Hank put an arm around me. “She took my place and came third,” he said. I glanced up at the new tone in his voice and realised that my big brother was actually proud of me. I thought how I’d blackmailed him into doing household chores and swallowed guiltily. “Helen won twenty-five-thousand rand.”
Mom shrieked and the pot clattered onto the floor. The next thing I knew, both she and Dad were hugging me, with Hank’s arm still tight around my shoulders. I wondered if this was what it felt like to be a chicken nestling beneath its mother’s down, so surrounded by warmth that you felt nothing could ever harm you again.
“That’s wonderful!” Mom said, tears running down her tired cheeks to meet the corners of her smile.
“Just think what this will mean for you,” said Dad, settling back in his chair and pulling me onto his lap, even though I was way too big for that now and my legs dangled over the arm of the chair. I didn’t care. My heart felt like it was on fire.

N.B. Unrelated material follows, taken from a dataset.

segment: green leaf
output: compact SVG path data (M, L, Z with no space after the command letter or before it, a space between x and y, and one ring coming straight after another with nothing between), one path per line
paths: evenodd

“Now you can go to the Music Academy next year
, just as you dreamt of doing,” Mom said excitedly and I nodded automatically, revelling in all the attention. “We can buy you some new clothes too. And tune the piano.” Her eyes wandered across the room to the garden beyond the window and I knew, although she wouldn’t say it, that she was mentally planting light-hearted marigolds and whitewashing walls.
Having a dream come true is one of the scariest things that can happen to you, I thought, remembering Madame Pandora’s needle-sharp eyes scanning my face.
Later that evening I sat in the lounge, trying to piece together my part of the project on pregnancy and parenthood. Dad was there too, snoring through an open mouth in accompaniment to a music video blaring out of the television. Mom had meant to help me but, after all our celebrations, the supper and washing up had taken longer than usual and her eyes kept jerking open as she struggled to stay awake, until finally I sent her to bed. Only Felicity was still awake. Except for Hank, but he was in his room, probably on Mxit with Caryn.
“Reflect on what your experience with the ‘baby’ assigned to you has taught you about parenthood,” I read out the last question of our project to Felicity.
“Well, first of all, no offence, but I don’t plan to have children for a long time,” I said to her. “Maybe when I’m thirty.” She blinked indignantly as I began writing. “Or twenty-five, if that makes you feel better?”
Kids take up a lot of your time. During the day, they either need feeding or burping or comforting. At night, they wake you up. Constantly.
“Don’t worry,” I reassured Felicity, reading it out to her. “That’s just the negative stuff.”
On the other hand, once you’ve accepted the endless crying and eating and hiccupping, you feel almost lost without it. All that responsibility makes you realise – made me realise – that having a duty to protect and nurture someone else can give life depth and meaning. Because life is no longer just about you.